Director: Vetrimaran

Cast: Danush, Taapsee Pannu, Kishore, VIS Jayapalan, Naren

After ‘Polladhavan’, which was different in style and concept, the director-actor duo of Vetrimaran and Dhanush has got together once again for ‘Aadukalam’. With a script set in the rooster-fight arena, the director has attempted to take the audience through a different experience.

While he has done that well in the first part, the successive part is devoid of anything that one witnessed before interval. The film opens with a well researched narration of the rooster-fight tradition and shifts pace by portraying the feud running between Ratnasamy (Naren), a police officer and the aged Pettaikaran (Jayapalan).

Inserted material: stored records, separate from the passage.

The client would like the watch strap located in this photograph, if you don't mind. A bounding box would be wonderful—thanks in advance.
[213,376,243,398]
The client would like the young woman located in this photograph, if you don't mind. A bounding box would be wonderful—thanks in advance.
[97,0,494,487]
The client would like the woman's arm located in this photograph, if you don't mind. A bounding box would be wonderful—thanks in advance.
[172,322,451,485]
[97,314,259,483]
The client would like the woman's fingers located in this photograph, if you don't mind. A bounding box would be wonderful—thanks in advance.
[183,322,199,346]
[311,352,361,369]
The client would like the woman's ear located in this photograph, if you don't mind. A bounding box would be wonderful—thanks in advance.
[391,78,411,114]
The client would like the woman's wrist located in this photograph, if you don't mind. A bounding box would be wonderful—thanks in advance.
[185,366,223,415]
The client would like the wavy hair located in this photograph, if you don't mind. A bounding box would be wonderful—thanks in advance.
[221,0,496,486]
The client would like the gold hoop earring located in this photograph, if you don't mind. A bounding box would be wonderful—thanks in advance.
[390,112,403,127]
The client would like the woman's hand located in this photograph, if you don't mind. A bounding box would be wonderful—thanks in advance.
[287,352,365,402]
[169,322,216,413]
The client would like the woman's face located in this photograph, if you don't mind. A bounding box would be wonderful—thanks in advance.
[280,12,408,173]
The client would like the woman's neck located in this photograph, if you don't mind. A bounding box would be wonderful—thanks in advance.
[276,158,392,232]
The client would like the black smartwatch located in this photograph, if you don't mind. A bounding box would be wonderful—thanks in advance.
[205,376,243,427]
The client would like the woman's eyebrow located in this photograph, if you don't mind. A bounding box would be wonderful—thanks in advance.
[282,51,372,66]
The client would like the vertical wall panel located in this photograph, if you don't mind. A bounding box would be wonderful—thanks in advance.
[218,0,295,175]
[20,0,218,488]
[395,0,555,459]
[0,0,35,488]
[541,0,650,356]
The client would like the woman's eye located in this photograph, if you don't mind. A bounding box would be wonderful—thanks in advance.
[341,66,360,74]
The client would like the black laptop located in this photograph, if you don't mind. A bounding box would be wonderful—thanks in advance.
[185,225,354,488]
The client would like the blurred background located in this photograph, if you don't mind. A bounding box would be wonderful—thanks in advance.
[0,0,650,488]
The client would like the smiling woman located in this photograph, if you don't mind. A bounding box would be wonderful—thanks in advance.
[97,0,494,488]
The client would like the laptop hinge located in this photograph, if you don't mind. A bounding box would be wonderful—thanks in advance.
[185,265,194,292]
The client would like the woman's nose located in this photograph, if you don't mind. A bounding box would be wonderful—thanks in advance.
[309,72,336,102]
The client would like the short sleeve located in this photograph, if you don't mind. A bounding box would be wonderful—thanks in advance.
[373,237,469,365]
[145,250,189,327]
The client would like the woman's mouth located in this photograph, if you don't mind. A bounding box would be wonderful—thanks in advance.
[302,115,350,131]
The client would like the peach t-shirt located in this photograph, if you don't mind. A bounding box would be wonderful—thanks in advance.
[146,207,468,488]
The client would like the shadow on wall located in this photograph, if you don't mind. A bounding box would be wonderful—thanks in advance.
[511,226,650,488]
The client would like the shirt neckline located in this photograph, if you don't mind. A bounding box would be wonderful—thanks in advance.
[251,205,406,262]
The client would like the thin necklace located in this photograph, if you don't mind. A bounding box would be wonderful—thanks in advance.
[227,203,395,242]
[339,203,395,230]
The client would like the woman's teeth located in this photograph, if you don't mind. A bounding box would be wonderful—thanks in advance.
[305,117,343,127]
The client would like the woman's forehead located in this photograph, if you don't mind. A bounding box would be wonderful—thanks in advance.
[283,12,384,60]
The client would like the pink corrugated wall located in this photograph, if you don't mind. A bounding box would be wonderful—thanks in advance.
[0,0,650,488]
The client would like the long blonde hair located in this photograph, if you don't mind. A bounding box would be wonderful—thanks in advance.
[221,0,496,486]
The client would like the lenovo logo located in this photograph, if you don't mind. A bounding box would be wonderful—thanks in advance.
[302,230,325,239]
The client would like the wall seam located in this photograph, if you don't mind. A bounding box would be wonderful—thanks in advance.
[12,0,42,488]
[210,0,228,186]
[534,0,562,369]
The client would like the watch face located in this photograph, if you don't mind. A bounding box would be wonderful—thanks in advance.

Both vie for top honours in the roosters competition fights and Pettaikaran’s roosters, nurtured by his protégées Karuppu and Dorai (Dhanush and Kishore), have always been one up on his rival’s.

Ratnasamy uses dubious means to win the fights but in vain, as Karuppu wins the former, even defying the warnings of his mentor, Pettaikaran. The screenplay till here is meticulously etched. We get a detailed, realistic sketching of the characters and happenings, all set in a very authentic ambience.

Fitting in suitably is Dhanush, as the actor gets his nuances right. Weaved in is Karuppu’s attraction for Irene an Anglo Indian (debutant Taapsee cuts a pretty picture). Jayapalan, a Tamil poet, impresses the audience as Pettaikaran.

But the director seems to lose focus and grip on the narration after the interval, as the scenes lack conviction. His focus on the humans and their foibles here was less engaging than the rooster fights!

‘Aadukalam’ had a classy authentic first half. But the second half fails to match up to it.